Ernie has had a rich, successful career. He’s built a strong reputation as a knowledgeable, trustworthy advisor. He has hundreds of clients, a professional and dedicated staff, and a unique office in a restored Victorian home. During the recent economic downturn, his referrals started to pour in.
He thinks he’d like to build a full-service advisory with several producers, someone to follow up on those lead sheets or talk to those prospects at his workshops he hasn’t been able to reach. So Ernie decides to hire another producer. His business already has an excellent reputation, and he has hundreds of prospects who haven’t been called. He can offer the new person a draw against commission, and anyone worth their salt will make money in short order.
But, time after time, his new producers didn’t perform to his expectations. Like many driven people, Ernie expected others to be as focused and enthusiastic as he is. When hiring a potential subproducer, it may not work out that way because they suffer from call reluctance. When your business reputation is on the line, it becomes crucial to recognize it and stop it in its tracks. Let’s review the common call-reluctance warning signs:
1. “I will make some calls as soon as I’ve been properly trained and understand more about the practice.” This may be the most obvious warning sign you get from a new producer. More training is rarely, if ever, the solution to a call reluctance issue. Strong salespeople with some basic knowledge will pound the phones right away because they’re motivated to succeed.
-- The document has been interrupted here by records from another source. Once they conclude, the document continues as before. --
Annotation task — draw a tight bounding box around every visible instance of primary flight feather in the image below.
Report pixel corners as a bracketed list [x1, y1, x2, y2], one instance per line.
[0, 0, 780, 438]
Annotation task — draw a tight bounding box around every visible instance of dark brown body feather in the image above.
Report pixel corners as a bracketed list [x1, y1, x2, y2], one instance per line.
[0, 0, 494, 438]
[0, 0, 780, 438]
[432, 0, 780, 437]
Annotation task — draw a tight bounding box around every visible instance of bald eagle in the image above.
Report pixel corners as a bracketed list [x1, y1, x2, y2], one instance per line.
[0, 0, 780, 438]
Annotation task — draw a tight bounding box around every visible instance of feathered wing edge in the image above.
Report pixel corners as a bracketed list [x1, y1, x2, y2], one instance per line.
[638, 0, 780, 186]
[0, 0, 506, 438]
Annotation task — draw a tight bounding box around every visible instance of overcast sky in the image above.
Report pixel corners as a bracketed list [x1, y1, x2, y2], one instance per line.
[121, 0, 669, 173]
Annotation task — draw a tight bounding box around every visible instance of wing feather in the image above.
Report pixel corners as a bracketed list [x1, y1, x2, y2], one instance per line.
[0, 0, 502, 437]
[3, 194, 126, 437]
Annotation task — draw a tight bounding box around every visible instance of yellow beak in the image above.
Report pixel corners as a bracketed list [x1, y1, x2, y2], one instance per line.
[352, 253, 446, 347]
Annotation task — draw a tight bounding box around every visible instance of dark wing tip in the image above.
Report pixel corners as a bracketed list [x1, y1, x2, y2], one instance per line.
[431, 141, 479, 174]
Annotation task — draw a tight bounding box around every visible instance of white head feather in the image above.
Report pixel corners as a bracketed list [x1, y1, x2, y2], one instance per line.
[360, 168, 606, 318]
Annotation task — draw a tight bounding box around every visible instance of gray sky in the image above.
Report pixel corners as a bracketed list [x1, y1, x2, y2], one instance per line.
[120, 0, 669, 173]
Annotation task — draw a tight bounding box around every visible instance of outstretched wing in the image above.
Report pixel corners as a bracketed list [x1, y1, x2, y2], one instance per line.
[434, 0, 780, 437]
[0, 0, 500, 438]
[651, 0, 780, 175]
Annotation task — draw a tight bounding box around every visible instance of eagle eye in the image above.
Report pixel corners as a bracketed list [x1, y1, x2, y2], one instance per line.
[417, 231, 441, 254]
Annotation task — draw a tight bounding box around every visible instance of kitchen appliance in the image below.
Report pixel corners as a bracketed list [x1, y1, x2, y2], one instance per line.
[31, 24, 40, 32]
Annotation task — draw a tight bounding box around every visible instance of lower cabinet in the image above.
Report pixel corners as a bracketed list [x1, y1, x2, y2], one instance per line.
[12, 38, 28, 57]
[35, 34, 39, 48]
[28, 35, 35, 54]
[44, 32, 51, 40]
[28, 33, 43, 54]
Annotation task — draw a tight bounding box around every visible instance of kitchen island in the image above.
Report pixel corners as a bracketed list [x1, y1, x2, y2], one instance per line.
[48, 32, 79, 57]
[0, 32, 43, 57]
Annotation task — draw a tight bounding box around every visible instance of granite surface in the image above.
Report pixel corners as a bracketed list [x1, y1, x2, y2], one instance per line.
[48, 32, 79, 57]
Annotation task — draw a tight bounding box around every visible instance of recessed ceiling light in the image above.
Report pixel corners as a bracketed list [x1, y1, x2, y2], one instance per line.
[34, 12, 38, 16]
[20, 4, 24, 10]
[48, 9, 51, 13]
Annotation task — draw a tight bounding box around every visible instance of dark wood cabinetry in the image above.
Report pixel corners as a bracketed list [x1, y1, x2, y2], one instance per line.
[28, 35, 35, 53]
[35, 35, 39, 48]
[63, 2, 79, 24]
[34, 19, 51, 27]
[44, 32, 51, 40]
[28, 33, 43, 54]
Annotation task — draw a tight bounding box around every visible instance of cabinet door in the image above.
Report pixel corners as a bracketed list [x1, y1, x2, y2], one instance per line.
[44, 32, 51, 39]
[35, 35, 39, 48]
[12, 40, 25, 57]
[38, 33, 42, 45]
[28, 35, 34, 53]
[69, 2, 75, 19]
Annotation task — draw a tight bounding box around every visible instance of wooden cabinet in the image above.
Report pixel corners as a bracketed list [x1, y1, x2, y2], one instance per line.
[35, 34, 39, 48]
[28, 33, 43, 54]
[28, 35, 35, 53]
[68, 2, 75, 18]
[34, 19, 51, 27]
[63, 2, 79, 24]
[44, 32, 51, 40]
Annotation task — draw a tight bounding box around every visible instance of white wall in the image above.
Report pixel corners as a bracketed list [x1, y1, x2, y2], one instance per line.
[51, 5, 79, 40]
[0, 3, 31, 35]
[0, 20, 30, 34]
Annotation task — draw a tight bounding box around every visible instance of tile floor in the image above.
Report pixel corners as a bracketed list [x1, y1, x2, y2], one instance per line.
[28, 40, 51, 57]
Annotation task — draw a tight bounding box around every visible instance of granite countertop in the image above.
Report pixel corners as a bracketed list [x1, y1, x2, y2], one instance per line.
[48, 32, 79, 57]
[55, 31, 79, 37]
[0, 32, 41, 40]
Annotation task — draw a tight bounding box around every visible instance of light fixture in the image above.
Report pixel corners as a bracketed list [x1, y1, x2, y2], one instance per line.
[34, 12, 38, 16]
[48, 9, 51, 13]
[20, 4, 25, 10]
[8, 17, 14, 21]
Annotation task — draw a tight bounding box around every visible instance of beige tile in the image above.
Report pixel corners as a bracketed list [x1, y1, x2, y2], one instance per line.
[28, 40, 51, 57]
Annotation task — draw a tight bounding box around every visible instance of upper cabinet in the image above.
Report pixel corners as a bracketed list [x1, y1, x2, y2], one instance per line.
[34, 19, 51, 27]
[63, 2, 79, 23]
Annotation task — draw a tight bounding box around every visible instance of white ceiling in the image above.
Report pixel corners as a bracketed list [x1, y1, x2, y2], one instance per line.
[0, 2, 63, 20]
When your new producer uses this excuse, it’s often their way to shift the responsibility away from them and on to you. Many entrepreneurs fall into this trap because they are not afraid to take responsibility for their failures, so they respond by sending the producer to training classes and mentoring visits. But the phone isn’t going to dial itself when they get back. Your prospects need to be called, and all the training in the world isn’t going to change that.